What particularly marks out Piazzolla’s tango style compared with that of the more traditional tango are the regular tempo changes and shifts of mood. The standard rhythm is always somewhere present and Piazzolla avoids a sense of disjointedness in his Cuatro Estaciones Porteņas by using similar ideas and material in each movement. The moods are mostly melancholic and reflective but the last movement, Winter, shows signs of brightness towards the end. Spring, movement one, is the lightest and indeed shortest movement and in mood terms brings us full circle. The whole work is vintage Piazzolla and Jose Bragato, a friend and one-time colleague of the composer has most tastefully and lovingly added another dimension to this moving piece by taking it from its original instrumentation of bandoneon, violin, electric guitar, piano and double-bass to a piece for full string orchestra. The performance is very much in character and beautifully done. The live recording has a little audience noise and applause at the end but its worst feature is the sound of the piano which seems not to have been separately miked and therefore to be somewhere off-stage - possibly in the bathroom!
 
Mikhail Bronner’s piece makes a very successful and sensible coupling. It comprises the twelve months of the year cast in miniature tone-poems with an introductory mood piece. Although two fine soloists, Angela Jones-Rees and D. Ray McClellan are highlighted above, each movement features another solo instrument. Like a kaleidoscope the composer juggles his instrumentation creating a slightly differing sound-world for each month. For example violin and cello in November, violin and flute for September and cello and clarinet for February (The Snow Covered Road) which is especially effective. The December movement subtitled ‘Christmas’ “integrates all the solo instruments together with the orchestra … the music … aims at the listener’s heart” (to quote anonymous booklet writer).
 
Bronner is an interesting figure. In 2002 he was awarded ‘Composer of the Year’ by a Russian music magazine. He graduated from the Moscow Tchaikovsky Conservatory and Tchaikovsky lies behind this music – so says the composer. The older composer wrote a set of charming piano pieces called ‘The Seasons’ but divided into twelve movements – one for each month. Bronner does not mention this connection but says that he wanted to write “distinctly melodic pieces” as a “token of love and admiration for the beloved composer Tchaikovsky”. When the overtly sentimental takes precedence over the descriptive one feels slightly repelled but on the whole this work is attractive, playful and thoughtful all at once.
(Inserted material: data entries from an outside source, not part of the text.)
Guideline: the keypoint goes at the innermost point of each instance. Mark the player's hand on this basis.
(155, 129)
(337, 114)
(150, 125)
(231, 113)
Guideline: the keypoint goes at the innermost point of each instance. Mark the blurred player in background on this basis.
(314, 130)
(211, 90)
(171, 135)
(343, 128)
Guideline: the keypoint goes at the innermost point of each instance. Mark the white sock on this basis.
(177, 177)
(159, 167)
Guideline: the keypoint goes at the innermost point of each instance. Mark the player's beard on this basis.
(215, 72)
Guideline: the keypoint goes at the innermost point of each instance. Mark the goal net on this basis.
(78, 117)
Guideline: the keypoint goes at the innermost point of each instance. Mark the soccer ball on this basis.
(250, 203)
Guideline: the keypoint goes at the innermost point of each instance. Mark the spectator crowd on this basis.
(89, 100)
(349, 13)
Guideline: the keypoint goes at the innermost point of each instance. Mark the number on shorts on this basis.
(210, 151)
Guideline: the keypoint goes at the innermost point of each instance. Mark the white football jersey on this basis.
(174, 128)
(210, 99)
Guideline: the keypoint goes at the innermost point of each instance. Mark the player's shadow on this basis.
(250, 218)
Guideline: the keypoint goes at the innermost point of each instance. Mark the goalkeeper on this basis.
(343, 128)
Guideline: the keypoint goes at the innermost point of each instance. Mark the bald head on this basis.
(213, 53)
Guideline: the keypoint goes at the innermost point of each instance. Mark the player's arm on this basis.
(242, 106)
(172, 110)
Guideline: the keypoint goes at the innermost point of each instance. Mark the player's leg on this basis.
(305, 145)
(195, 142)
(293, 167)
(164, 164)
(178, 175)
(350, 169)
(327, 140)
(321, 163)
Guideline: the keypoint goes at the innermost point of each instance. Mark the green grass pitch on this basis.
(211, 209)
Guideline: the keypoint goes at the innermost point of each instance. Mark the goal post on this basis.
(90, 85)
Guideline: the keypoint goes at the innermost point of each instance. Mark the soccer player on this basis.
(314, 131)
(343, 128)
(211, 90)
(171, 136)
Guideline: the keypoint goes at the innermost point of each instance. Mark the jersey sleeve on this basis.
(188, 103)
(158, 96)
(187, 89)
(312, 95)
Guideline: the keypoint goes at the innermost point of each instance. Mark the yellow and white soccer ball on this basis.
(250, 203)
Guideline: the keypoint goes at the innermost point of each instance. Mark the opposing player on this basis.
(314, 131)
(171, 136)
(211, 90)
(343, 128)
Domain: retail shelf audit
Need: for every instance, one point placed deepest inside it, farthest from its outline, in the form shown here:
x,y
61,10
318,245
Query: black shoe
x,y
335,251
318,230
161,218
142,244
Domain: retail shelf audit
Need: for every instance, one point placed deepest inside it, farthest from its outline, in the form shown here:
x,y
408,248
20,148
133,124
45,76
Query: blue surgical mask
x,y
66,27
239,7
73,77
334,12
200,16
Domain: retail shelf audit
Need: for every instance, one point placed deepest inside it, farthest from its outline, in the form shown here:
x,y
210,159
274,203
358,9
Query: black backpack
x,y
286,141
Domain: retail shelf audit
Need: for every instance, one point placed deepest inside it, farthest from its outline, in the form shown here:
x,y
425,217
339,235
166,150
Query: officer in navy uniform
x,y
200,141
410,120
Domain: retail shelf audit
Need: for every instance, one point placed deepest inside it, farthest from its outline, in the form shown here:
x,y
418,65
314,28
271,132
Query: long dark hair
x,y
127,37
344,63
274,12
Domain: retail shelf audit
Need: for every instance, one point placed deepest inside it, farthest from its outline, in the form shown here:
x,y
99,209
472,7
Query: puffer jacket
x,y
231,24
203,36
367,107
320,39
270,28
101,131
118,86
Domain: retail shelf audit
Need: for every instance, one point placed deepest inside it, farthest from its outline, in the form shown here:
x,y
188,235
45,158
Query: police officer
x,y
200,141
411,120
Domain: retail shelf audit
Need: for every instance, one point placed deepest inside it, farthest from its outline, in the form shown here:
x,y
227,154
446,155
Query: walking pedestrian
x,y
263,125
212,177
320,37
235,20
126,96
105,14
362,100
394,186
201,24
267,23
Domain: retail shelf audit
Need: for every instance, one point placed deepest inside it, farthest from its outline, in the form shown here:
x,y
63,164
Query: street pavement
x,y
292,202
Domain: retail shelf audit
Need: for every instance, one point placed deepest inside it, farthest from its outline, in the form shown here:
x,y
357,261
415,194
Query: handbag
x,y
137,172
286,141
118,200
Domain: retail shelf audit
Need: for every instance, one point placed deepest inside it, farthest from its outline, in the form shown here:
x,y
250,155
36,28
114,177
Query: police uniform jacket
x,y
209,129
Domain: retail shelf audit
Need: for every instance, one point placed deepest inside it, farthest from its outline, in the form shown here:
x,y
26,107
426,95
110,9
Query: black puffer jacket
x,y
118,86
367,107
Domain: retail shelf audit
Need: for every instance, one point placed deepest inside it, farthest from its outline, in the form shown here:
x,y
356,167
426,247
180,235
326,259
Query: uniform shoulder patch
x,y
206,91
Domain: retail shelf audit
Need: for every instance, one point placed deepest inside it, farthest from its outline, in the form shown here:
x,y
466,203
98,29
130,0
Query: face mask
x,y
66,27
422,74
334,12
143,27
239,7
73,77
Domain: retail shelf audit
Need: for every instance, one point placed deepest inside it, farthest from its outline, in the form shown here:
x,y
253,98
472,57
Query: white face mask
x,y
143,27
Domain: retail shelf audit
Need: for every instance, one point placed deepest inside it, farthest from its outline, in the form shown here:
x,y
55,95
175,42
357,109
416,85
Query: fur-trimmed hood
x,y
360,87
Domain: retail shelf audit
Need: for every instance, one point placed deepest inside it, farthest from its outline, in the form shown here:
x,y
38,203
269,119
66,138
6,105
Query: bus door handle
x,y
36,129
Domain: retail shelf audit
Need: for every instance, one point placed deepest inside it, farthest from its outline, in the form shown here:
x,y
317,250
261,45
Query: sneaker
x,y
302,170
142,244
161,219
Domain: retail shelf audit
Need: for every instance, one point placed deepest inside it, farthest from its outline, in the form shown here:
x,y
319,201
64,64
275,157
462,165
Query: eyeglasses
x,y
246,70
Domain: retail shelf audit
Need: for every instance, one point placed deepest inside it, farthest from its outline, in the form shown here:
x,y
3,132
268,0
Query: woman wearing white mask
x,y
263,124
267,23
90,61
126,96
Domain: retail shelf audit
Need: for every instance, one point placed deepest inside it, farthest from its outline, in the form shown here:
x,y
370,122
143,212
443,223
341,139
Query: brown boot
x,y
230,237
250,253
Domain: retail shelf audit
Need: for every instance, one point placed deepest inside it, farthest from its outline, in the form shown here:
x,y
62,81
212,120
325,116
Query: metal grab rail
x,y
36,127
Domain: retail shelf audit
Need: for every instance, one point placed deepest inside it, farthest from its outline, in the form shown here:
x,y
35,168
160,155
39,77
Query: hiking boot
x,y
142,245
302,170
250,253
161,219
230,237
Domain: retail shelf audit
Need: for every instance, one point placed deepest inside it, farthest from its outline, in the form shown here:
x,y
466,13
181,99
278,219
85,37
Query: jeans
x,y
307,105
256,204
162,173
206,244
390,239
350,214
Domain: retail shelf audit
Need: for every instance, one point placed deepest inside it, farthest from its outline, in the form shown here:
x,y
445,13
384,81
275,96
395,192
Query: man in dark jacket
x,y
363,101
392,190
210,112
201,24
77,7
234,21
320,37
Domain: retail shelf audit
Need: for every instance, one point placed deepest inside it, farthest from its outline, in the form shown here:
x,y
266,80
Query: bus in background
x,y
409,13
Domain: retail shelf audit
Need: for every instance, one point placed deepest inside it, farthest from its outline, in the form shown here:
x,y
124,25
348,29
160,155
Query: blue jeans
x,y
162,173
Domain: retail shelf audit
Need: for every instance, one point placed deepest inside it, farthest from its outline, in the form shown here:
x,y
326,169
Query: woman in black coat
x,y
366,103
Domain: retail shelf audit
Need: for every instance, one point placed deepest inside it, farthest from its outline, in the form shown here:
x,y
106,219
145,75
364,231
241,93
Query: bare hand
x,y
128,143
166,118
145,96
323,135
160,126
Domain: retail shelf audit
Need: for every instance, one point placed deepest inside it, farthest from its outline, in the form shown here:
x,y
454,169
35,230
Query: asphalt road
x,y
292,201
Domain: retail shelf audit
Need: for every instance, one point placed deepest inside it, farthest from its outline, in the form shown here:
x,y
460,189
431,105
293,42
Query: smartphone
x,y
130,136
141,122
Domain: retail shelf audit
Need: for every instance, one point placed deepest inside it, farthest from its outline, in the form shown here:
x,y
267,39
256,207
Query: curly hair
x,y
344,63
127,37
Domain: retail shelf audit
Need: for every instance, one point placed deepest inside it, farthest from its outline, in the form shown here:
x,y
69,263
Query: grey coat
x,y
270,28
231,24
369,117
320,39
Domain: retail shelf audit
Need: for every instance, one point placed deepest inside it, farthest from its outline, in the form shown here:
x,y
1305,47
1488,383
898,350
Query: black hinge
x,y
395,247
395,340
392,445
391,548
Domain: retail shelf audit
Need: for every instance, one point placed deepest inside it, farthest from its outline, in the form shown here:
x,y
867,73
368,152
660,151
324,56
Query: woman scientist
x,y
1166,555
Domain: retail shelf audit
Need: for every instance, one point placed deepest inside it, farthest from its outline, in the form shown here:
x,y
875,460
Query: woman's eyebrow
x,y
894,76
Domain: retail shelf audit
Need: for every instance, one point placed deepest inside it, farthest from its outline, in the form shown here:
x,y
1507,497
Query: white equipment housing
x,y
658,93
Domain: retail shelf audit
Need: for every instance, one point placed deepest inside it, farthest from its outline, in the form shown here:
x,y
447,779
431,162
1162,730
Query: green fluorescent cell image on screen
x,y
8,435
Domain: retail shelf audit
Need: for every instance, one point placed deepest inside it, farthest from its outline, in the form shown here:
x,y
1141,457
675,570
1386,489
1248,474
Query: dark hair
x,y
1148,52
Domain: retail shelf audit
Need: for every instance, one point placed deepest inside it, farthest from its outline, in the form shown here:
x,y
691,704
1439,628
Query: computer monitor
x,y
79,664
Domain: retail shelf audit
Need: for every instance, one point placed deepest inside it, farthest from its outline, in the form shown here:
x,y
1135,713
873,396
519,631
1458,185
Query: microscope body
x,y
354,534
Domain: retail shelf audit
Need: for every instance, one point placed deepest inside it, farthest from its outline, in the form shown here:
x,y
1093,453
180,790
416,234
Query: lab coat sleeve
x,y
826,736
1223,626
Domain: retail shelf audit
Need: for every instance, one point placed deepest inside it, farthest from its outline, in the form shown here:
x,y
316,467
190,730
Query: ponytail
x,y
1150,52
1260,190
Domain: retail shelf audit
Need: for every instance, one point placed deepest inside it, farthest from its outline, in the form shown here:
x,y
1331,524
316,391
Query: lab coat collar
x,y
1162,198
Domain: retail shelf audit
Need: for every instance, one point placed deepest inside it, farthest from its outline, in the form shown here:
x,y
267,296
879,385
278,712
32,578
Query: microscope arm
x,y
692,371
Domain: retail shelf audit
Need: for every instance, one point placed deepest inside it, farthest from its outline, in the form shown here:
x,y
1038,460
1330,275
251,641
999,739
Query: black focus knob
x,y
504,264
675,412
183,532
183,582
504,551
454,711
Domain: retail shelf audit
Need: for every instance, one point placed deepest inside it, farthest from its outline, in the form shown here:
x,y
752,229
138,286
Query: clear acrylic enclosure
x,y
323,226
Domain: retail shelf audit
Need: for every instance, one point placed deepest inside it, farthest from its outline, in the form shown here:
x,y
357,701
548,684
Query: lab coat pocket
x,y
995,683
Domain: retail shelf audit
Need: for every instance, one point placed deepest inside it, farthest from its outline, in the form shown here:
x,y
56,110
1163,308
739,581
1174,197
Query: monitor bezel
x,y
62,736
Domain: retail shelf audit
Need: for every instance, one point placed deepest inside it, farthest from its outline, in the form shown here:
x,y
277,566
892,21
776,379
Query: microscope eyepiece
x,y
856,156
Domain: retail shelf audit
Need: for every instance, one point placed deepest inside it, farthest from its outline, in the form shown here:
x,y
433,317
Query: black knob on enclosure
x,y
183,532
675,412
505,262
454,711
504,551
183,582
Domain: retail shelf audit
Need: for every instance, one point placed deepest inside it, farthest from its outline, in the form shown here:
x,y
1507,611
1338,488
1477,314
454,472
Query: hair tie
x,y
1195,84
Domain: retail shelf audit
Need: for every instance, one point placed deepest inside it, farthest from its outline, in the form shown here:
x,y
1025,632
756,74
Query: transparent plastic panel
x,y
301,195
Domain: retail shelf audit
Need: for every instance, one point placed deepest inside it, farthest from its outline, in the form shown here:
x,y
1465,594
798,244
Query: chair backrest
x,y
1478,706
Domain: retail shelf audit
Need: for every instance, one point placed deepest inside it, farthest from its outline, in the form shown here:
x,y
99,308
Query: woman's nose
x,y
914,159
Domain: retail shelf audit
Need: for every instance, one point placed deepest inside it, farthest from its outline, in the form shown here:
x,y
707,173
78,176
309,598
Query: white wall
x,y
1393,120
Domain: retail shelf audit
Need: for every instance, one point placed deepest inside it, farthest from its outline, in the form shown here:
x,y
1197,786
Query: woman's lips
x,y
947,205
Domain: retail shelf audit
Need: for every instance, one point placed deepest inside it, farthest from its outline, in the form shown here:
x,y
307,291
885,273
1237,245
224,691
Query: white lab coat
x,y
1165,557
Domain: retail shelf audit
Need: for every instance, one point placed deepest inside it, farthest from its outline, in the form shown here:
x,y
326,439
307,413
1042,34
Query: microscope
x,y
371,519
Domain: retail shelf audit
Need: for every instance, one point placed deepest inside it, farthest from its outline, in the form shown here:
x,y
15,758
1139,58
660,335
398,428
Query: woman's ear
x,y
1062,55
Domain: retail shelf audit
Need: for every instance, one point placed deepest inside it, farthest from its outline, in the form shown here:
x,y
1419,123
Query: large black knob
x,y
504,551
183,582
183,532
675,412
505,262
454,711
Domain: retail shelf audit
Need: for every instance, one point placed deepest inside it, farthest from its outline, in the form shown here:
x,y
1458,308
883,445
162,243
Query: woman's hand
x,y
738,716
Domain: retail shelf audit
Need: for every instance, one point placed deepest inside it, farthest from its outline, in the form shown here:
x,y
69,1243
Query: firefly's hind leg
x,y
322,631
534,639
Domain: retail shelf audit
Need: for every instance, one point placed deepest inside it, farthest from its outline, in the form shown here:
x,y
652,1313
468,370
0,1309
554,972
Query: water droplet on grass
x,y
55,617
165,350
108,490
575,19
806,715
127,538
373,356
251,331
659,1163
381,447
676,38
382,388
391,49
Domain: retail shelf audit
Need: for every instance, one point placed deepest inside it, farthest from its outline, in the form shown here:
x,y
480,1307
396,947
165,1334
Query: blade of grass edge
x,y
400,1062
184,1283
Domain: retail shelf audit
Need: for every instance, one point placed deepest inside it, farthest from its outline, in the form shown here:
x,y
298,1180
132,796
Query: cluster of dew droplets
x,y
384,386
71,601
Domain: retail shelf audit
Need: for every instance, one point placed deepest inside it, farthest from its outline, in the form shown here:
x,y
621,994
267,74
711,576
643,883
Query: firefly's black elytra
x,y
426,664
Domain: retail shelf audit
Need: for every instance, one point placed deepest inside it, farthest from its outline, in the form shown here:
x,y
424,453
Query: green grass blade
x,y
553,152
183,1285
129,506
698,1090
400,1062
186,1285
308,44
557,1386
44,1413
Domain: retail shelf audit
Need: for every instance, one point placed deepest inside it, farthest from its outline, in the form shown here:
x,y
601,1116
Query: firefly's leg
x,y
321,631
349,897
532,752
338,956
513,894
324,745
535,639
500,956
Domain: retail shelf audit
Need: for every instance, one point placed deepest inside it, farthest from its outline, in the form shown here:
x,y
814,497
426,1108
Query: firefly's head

The May movement ‘Dandelion Wine’ is especially typical. It features at first a solo cello accompanied by sighing string phrases. The piece then develops for a much longer period into a duet between violin and cello. A brief middle section in a minor key finds more contrapuntal activity in the string orchestra before the melancholic melody is brought back alternating between the soloists. Occasionally this contented mood is broken by passionate outbursts but there is little to disturb its even flow which ends in a sort of aimless reverie. As a contrast, the following June movement ‘Butterflies’ is a light and fleeting scherzo for flute and violin alone. The live audience are mostly quiet and the recording is much better balanced than in the Piazzolla.
 
There are other recordings of the Piazzolla; for instance one by Gidon Kremer on Nonesuch, but I have not heard them. In any case this newly-orchestrated version is not otherwise available and certainly not with this most suitable of couplings. It’s worth investigating.
 
The cover, incidentally, is most beautifully attired with four suitable portraits of the seasons by that most extraordinary of renaissance artists Arcimbaldo.